This article is part of the supplement: Selected articles from the First IEEE International Conference on Computational Advances in Bio and medical Sciences (ICCABS 2011): Bioinformatics
Stable stem enabled Shannon entropies distinguish non-coding RNAs from random backgrounds
1 Department of Computer Science, University of Georgia, Athens, Georgia 30602, USA
2 Department of Plant Biology, University of Georgia, Athens, Georgia 30602, USA
3 Institute of Bioinformatics, University of Georgia, Athens, Georgia 30602, USA
4 Center for Simulational Physics, University of Georgia, Athens, Georgia 30602, USA
BMC Bioinformatics 2012, 13(Suppl 5):S1 doi:10.1186/1471-2105-13-S5-S1Published: 12 April 2012
The computational identification of RNAs in genomic sequences requires the identification of signals of RNA sequences. Shannon base pairing entropy is an indicator for RNA secondary structure fold certainty in detection of structural, non-coding RNAs (ncRNAs). Under the Boltzmann ensemble of secondary structures, the probability of a base pair is estimated from its frequency across all the alternative equilibrium structures. However, such an entropy has yet to deliver the desired performance for distinguishing ncRNAs from random sequences. Developing novel methods to improve the entropy measure performance may result in more effective ncRNA gene finding based on structure detection.
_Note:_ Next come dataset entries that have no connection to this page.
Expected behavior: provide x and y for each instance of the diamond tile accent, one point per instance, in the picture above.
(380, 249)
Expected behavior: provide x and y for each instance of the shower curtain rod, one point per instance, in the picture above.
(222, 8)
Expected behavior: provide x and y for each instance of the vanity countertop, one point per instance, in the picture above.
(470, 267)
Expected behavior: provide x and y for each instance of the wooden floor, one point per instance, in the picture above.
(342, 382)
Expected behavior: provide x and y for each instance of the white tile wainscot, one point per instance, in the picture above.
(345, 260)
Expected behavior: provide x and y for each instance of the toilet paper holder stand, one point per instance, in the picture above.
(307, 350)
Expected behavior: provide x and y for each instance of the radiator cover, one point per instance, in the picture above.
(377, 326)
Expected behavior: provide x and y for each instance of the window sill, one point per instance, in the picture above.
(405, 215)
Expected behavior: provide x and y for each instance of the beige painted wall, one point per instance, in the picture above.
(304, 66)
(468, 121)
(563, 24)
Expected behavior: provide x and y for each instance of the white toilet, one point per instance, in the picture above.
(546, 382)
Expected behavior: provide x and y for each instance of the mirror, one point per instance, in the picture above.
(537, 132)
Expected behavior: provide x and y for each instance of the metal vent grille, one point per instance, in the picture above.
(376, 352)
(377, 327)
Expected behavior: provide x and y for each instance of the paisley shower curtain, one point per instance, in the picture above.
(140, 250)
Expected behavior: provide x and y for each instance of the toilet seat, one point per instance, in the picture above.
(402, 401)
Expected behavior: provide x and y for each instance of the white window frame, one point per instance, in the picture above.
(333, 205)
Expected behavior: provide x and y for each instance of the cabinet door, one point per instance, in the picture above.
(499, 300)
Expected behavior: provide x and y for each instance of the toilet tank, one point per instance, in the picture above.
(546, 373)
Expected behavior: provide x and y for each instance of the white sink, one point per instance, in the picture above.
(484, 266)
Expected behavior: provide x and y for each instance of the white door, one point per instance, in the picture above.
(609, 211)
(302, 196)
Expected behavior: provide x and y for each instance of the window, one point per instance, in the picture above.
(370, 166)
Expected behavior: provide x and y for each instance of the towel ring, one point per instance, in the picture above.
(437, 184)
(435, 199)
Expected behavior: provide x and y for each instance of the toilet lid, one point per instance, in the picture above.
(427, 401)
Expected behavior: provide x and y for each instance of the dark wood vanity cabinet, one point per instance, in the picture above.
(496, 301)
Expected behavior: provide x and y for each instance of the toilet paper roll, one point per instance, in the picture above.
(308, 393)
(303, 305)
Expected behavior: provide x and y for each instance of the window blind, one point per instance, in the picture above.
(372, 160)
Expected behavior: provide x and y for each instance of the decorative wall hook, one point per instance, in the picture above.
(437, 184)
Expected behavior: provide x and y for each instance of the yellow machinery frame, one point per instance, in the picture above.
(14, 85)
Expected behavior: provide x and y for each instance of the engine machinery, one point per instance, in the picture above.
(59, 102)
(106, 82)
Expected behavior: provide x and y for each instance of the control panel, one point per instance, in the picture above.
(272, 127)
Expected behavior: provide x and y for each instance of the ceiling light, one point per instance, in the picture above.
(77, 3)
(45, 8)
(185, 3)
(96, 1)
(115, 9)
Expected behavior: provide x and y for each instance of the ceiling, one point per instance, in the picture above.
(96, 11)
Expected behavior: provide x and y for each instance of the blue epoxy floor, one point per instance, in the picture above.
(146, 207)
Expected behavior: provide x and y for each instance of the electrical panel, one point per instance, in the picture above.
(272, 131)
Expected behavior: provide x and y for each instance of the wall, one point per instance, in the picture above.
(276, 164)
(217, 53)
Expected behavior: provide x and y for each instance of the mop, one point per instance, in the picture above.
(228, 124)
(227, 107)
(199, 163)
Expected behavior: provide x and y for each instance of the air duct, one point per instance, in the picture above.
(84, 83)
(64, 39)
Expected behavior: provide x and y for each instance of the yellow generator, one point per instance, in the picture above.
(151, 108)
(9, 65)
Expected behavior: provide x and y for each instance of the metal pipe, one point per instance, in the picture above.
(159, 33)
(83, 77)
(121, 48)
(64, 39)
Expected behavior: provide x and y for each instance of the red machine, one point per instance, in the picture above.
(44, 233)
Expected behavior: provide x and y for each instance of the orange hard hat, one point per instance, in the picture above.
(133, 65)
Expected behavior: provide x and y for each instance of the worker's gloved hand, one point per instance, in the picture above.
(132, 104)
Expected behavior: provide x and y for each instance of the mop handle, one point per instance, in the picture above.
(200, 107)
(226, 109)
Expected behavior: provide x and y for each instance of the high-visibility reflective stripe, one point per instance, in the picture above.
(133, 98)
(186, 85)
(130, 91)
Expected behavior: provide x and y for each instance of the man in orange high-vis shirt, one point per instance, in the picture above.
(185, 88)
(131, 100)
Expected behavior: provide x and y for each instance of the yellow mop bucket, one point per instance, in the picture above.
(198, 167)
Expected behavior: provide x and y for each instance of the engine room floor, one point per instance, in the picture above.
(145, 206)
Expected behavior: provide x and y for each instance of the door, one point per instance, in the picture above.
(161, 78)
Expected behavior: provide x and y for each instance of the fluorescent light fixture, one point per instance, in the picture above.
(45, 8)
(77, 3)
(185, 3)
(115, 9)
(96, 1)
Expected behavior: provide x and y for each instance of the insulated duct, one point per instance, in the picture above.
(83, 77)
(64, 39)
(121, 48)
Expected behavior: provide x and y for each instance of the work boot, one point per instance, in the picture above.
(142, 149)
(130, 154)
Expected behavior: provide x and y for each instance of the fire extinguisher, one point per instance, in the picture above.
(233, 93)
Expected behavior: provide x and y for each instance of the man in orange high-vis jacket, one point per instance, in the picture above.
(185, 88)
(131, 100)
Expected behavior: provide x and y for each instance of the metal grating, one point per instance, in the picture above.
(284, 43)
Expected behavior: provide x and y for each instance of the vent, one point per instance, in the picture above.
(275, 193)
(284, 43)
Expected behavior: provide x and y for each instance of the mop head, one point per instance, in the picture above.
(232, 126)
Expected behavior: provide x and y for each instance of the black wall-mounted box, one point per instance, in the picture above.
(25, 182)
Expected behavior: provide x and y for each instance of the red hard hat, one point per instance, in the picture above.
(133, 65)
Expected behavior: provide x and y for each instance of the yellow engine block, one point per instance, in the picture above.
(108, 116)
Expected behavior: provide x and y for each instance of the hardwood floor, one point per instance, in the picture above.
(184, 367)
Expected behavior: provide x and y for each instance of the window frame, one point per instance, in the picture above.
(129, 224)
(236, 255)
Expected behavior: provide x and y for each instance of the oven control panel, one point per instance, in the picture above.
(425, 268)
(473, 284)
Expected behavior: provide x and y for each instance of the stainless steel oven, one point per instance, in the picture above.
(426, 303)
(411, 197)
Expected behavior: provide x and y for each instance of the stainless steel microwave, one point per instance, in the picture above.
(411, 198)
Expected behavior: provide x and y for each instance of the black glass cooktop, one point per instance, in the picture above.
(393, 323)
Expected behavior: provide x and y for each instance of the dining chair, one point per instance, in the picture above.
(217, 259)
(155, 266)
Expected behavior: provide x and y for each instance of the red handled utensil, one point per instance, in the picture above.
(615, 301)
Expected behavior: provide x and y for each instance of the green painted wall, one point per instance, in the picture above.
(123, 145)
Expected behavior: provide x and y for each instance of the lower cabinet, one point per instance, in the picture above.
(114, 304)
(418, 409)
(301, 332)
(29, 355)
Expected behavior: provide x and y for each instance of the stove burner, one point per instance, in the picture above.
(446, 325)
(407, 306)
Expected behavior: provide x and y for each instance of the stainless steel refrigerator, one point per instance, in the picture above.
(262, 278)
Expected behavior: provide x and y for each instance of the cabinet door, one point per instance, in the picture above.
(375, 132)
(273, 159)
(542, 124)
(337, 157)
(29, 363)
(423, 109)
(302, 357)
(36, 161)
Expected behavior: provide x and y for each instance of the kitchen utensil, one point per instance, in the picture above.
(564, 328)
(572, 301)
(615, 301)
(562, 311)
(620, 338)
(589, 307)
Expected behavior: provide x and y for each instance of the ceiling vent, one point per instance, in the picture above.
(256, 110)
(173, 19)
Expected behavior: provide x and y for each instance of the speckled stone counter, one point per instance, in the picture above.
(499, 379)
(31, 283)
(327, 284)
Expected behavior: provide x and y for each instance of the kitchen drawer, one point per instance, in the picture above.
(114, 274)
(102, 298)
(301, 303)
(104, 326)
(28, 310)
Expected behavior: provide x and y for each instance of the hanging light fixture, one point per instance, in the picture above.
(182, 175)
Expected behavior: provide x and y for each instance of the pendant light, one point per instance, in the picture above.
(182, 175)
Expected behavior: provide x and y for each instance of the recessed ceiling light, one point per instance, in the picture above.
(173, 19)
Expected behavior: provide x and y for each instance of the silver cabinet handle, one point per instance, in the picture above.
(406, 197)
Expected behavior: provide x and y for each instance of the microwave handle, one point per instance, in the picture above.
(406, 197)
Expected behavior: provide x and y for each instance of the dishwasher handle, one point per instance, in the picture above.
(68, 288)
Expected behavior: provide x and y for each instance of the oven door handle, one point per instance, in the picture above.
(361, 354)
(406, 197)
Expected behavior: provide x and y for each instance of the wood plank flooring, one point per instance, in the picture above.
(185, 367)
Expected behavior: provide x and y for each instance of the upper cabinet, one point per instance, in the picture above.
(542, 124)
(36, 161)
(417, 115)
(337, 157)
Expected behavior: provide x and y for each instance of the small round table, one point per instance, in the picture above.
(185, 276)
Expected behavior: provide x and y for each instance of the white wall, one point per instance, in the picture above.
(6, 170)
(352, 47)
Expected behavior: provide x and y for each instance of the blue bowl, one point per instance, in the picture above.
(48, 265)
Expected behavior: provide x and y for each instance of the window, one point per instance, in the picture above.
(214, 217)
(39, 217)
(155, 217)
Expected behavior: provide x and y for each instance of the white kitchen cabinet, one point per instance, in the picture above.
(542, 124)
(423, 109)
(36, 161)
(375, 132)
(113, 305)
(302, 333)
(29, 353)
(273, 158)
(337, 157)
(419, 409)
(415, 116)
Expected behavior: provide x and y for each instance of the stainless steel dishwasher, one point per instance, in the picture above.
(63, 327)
This paper shows that the measuring performance of base pairing entropy can be significantly improved with a constrained secondary structure ensemble in which only canonical base pairs are assumed to occur in energetically stable stems in a fold. This constraint actually reduces the space of the secondary structure and may lower the probabilities of base pairs unfavorable to the native fold. Indeed, base pairing entropies computed with this constrained model demonstrate substantially narrowed gaps of Z-scores between ncRNAs, as well as drastic increases in the Z-score for all 13 tested ncRNA sets, compared to shuffled sequences.
These results suggest the viability of developing effective structure-based ncRNA gene finding methods by investigating secondary structure ensembles of ncRNAs.